Progress Update 6/25/16

Yesterday, I failed to write. Consequently, I broke a nice little 10 day streak that I had going. The picture shows my progress on the Commit app. (The white lines are days I wrote. As you can see, my consistency has been spotty.)

I’m happy that I’ve been writing most days, but I want to get my consistency back up. I’m reading an excellent book right now, The War of Art, by Steven Pressfield. It’s about the struggle of creatives to stay consistent in their work.  

I’m not finished with the book, but my chief take-away at this point is that we can very easily sabotage creative efforts like writing. Pressfield illustrates a range of excuses that we use to avoid the actual work. I’m changing my perspective on a couple of issues as a result of this book. More on that in a future post. 

On a different note, I’m taking a break from my college teaching for the summer. This will give me more time to work on my book project and some other content for Beyond the Blinking Cursor. Stay tuned! 

Progress Update 3/1/16

March 1st was the target for releasing my book on writing process. Unfortunately, it's not ready yet. 

If I hadn't set my target, I wouldn't have made the progress I did. While I need to push back my release date, I'm glad I had an aggressive target. I made better progress as a result. 

Tentatively, I'm setting my new target for April 1st. I continue to revise the draft. Revising is hard! I like drafting much more. Still, I continue to plug away at it. 

Thanks to those who have encouraged me in my progress. I look forward to hearing your feedback when the book is complete!

Progress Update 2/23/16

The Value of Distance

This week, I’m reminded of the value of distancing myself from my writing. 

I don’t mean giving up on writing; I mean setting aside a specific project for a certain amount of time. This is a technique I hadn’t used in a long time, and I’d forgotten how valuable it is.

At the end of January, I finished the first draft of my book on the writing process. I had planned to immediately do a second draft. Instead, my whole family got sick, and my schedule went up in flames. I didn’t touch the book project for two weeks. 

For the most part, I stayed consistent with my daily writing routine. (I missed three days.) My writing focused on other projects, however, and the book project sat idle. At first, I was upset about this. Later, I realized that this was a good thing.
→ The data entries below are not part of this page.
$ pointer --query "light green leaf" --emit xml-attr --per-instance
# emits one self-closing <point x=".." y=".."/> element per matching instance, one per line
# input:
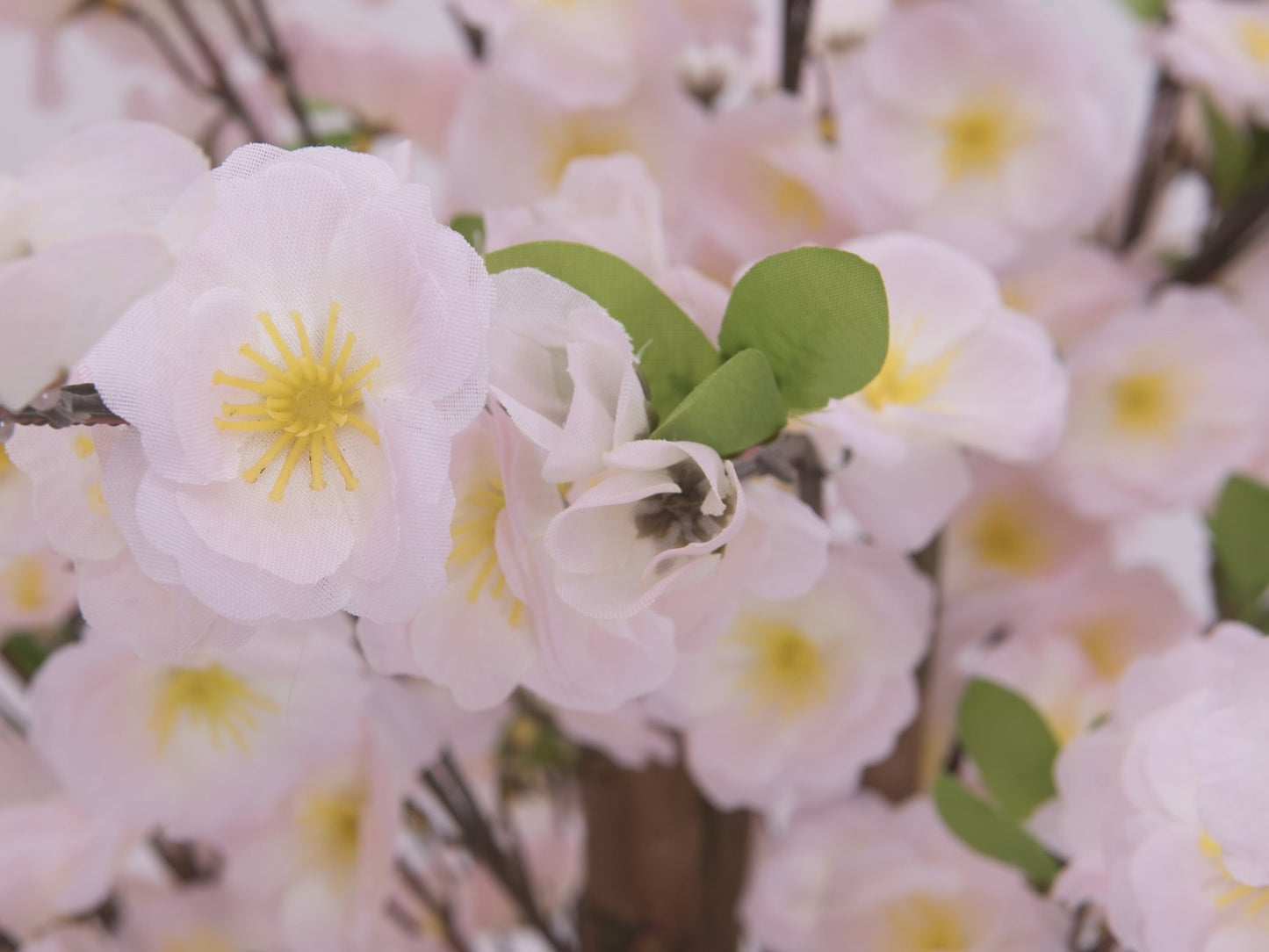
<point x="1240" y="536"/>
<point x="1149" y="11"/>
<point x="675" y="354"/>
<point x="987" y="830"/>
<point x="1232" y="151"/>
<point x="1010" y="744"/>
<point x="820" y="318"/>
<point x="732" y="409"/>
<point x="472" y="227"/>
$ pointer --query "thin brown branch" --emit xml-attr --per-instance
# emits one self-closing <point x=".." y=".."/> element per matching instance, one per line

When I went back to my book draft, I’d gained valuable distance from the project. The intervening time between finishing the first draft and starting the second had blessed me with perspective. I could see problems that I couldn’t see before. I could also sense what I’d done well. Again, this is one of those techniques that I’ve known for years, but I’d forgotten how powerful it is. 

So while I’m upset that my routine was disrupted, I’m happy about the objectivity I gained with regard to my book. Going forward, I’d like to integrate this technique of taking a break from projects more consistently.